While not required, if it’s helpful for review, include definition and type information for NIEM properties.

Mapping example with extra NIEM details

Modeling examples

In addition to documenting whether or not local requirements map to NIEM, it’s also possible to use the spreadsheet to model the extensions.

Property tab

For data requirements that do not map to NIEM (“no match”), fill in the following fields:

Property name

Property type (“Qualified Data Type”)

  • Reuse an existing type from NIEM if one is suitable
  • Add a new name if a new extension type will need to be created.
  • Make sure that the type name starts with a namespace prefix so the source of the type can be identified.

Property definition

Mapping code

  • Change the mapping code from “no match” to “add” once the extension has been modeled.

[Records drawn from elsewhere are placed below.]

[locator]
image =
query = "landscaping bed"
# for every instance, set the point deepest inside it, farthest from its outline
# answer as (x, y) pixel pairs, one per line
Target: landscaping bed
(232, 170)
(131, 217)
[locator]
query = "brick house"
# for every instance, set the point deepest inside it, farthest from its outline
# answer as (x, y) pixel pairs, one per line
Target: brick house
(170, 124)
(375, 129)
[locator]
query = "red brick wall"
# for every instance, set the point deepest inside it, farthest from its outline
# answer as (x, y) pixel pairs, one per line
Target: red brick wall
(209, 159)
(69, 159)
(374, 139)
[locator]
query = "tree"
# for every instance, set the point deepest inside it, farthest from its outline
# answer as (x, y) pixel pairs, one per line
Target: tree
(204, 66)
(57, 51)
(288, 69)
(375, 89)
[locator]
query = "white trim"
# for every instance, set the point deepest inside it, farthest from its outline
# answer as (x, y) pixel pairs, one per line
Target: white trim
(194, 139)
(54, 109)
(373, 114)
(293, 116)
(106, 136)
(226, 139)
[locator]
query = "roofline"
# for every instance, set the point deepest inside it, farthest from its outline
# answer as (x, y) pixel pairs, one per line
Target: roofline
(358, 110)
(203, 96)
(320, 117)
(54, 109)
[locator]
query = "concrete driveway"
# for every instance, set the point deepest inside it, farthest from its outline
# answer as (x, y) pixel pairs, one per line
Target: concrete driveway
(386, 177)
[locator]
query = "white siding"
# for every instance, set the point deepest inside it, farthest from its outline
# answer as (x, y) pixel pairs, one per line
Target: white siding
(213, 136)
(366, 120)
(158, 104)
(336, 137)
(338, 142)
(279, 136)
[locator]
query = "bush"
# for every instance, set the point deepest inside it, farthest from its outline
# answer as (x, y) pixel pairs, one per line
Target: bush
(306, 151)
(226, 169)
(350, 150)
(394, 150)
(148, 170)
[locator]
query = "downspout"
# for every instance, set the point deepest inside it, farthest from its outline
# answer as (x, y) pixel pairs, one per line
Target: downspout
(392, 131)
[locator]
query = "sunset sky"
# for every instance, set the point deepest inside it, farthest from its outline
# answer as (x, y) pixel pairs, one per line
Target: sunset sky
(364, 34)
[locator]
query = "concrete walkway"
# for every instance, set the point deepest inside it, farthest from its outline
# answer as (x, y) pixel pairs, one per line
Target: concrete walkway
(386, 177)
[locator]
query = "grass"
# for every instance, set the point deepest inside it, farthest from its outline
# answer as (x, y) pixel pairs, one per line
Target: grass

The image below shows how two extension properties will be modeled in a forthcoming extension schema. They are in bold text and highlighted in yellow to stand out here, but do not have to be formatted differently in the actual spreadsheet itself - the “add” mapping code and the different namespace prefix will distinguish these rows from the properties that actually exist in NIEM.

Modeling extensions example

Additional tabs

Additional tabs can be used to model extensions:

  • Type tab - Add basic information about types, including names, namespace prefixes, definitions, styles, and parent or base types.

  • Type-has-property - Nest properties under a type. For example, for a person name type, the properties that would appear under the type would include first name and last name.

  • Codes | Facets tab - Add codes and definitions, or other kinds of facets (e.g., patterns, min or max limits on a number). Each facet row should include the namespace prefix and name of the simple type that will define it.

  • Namespace tab - Add basic information about new namespaces that will be created, including the namespace prefix, URI, definition, and file name.

  • Local terminology tab - Add acronyms, abbreviations, or other local terminology and provide either their literals or their definitions.